By Remy Majangkim, MA63, Activist, Tutor, and Historian


KOTA KINABALU: Hello, everyone! I trust that you are all in good spirits. Lately, there has been a push from some individuals to make additional changes to the state constitution. This suggestion has ignited discussions among various political factions, as they contend that the Constitution is unclear when it comes to the selection of the Chief Minister of Sabah as outlined in Article 6(7) and its connection to Article 7(1), which pertains to the confidence of the majority of the state’s legislative members.

As we all know, Article 6(7) was recently repealed in the last state legislative session. Upon revisiting this article, we find that it was initially introduced by Parti Bersatu Sabah (PBS) with the sole purpose of preventing members from jumping to another party and taking over the state government. It can be considered the first anti-hopping law in Malaysia. Interestingly, the party that drafted this bill voted for its repeal.
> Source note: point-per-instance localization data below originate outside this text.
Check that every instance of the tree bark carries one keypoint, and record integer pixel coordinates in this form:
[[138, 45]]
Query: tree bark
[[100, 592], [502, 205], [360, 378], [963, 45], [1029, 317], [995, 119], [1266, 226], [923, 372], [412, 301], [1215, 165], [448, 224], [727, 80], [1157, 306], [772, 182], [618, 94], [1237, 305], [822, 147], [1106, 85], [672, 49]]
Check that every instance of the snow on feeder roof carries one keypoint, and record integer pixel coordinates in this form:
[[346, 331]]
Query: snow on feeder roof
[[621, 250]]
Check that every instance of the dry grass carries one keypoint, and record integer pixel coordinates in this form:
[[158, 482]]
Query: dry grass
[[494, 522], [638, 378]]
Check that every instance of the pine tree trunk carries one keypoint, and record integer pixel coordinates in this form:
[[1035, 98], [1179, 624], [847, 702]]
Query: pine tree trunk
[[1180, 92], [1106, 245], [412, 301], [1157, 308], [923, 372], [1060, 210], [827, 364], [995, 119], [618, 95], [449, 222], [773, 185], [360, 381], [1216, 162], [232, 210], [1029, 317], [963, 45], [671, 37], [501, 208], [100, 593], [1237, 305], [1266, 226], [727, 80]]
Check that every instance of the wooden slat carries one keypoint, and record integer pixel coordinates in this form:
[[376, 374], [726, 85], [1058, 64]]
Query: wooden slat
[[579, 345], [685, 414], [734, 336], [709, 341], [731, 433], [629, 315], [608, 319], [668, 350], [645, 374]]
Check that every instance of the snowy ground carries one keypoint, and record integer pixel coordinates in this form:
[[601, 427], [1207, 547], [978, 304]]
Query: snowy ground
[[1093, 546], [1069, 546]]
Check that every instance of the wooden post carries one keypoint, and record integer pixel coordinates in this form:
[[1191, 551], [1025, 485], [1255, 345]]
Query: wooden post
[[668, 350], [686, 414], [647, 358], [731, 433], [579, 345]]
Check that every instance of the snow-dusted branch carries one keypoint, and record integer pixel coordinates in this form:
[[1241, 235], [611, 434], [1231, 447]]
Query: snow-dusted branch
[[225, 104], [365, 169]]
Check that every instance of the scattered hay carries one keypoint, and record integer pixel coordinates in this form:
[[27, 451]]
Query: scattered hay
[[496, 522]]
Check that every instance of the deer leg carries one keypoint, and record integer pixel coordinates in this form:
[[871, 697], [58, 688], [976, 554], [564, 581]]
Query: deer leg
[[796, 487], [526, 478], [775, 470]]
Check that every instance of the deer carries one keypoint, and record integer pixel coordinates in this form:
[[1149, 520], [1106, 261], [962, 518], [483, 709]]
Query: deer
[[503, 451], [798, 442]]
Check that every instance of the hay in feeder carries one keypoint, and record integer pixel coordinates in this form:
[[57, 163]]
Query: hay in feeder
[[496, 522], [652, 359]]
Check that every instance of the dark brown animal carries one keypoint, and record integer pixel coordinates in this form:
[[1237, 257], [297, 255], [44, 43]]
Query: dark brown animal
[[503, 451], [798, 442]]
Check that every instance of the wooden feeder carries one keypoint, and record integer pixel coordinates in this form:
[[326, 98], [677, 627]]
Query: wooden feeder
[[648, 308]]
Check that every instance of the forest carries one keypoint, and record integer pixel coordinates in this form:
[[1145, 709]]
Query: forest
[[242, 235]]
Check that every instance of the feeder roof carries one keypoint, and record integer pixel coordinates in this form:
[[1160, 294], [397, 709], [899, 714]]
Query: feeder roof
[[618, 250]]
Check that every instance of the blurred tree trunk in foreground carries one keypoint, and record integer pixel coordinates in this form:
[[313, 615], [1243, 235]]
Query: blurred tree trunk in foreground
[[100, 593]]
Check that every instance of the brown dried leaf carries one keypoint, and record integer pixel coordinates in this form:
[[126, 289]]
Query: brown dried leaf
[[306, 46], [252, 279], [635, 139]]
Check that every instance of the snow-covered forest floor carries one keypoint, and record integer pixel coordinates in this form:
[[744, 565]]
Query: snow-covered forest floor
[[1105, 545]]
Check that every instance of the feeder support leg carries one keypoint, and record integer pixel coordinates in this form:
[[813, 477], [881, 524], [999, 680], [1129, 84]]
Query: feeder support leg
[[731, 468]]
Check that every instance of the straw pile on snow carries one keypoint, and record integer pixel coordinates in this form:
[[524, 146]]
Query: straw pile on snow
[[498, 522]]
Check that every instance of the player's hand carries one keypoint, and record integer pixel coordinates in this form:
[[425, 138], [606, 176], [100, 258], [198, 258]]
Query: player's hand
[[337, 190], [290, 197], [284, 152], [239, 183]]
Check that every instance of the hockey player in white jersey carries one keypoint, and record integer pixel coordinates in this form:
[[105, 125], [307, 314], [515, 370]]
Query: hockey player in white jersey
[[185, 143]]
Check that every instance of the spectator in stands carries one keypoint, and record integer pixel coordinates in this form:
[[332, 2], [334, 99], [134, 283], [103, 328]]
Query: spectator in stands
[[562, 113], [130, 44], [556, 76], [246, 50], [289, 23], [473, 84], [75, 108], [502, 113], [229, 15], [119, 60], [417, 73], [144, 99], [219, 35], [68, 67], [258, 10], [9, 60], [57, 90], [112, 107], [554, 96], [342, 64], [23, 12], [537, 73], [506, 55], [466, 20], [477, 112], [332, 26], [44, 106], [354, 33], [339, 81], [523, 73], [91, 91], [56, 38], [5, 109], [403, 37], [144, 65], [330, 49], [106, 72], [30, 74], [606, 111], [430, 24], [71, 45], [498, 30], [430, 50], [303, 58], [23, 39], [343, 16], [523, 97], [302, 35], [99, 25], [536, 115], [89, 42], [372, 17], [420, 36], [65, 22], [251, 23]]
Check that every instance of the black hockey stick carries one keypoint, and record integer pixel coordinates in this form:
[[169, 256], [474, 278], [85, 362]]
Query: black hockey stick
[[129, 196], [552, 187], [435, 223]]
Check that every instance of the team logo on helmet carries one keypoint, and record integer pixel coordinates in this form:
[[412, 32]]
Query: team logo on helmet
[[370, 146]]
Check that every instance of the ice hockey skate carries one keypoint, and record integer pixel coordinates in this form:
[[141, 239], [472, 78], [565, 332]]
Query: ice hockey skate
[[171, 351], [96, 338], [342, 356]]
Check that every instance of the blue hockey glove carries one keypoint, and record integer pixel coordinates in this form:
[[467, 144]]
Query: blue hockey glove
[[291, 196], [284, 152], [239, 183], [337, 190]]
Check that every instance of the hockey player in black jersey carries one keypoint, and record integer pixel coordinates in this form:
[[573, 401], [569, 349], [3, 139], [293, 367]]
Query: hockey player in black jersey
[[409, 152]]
Before the repeal, according to the Sabah Constitution, the Governor of Sabah must consider four criteria when appointing the Sabah Chief Minister.
1) Members of the elected Legislative Council.
2) The TYT believes the candidate “likely” commands the majority to form the next government.
3) A head of “a political party”
4) The TYT has complete discretion under Article 10(1) of the Yang di Pertuan Negeri Act on advice.

In Article 6(7), “head of political party” refers to an individual party leader, while “a majority” of the elected seats pertains to those who secured the most seats out of the 73 available in the recent Sabah State Election. This distinction is straightforward and easily comprehensible, without any misconceptions about obtaining 37 seats.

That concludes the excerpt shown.